Clean the surface of the board with a mild cleanser or warm soap and water. Be sure to remove all the cleanser residue before applying the stomp.

Also, using a blow dryer, heat the board where you plan on placing the stomp before applying the pad. This will ensure a stronger hold on the pad and will also reduce the cure time.


----------



## Guest (Nov 5, 2008)

= The Best


Not sure if I'm going to put one on my new board. Gonna try going without one first, but if I do get one, I'm definitely going to consider another Dakine Spike stomp pad. The spikes are big and gnarly, no chance of slipping.


----------



## Guest (Nov 5, 2008)

*Stomps*

There are horror stories of doing the splits. I probably hurts.


----------



## Guest (Nov 5, 2008)

zakk said:


> DaKine makes a killer of a stop pad. super sharps spikes that have never frozen over on me.
> 
> I use them as it helps me control my board while skating it and getting off lifts. Not a necessity but its a nice mental help to me knoing my back foot isn't going to slide out on me.

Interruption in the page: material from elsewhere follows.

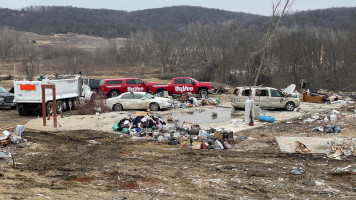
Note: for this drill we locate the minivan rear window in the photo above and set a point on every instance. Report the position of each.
(113, 82)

I second that. I use Dakine on both my Lib and Gnu and they are awsome. As long as you follow the directions to put them on they wont come off. Put mine on two years ago and Im now entering my third season and through all the beating it takes they are still stuck on their strong.


----------



## Guest (Nov 5, 2008)

Bought some Dakine studs yesterday


----------



## Perpetual3am (Nov 19, 2007)

Using stomp pads instead of bindings is just dumb.


----------



## Guest (Nov 5, 2008)

^^^That's funny


----------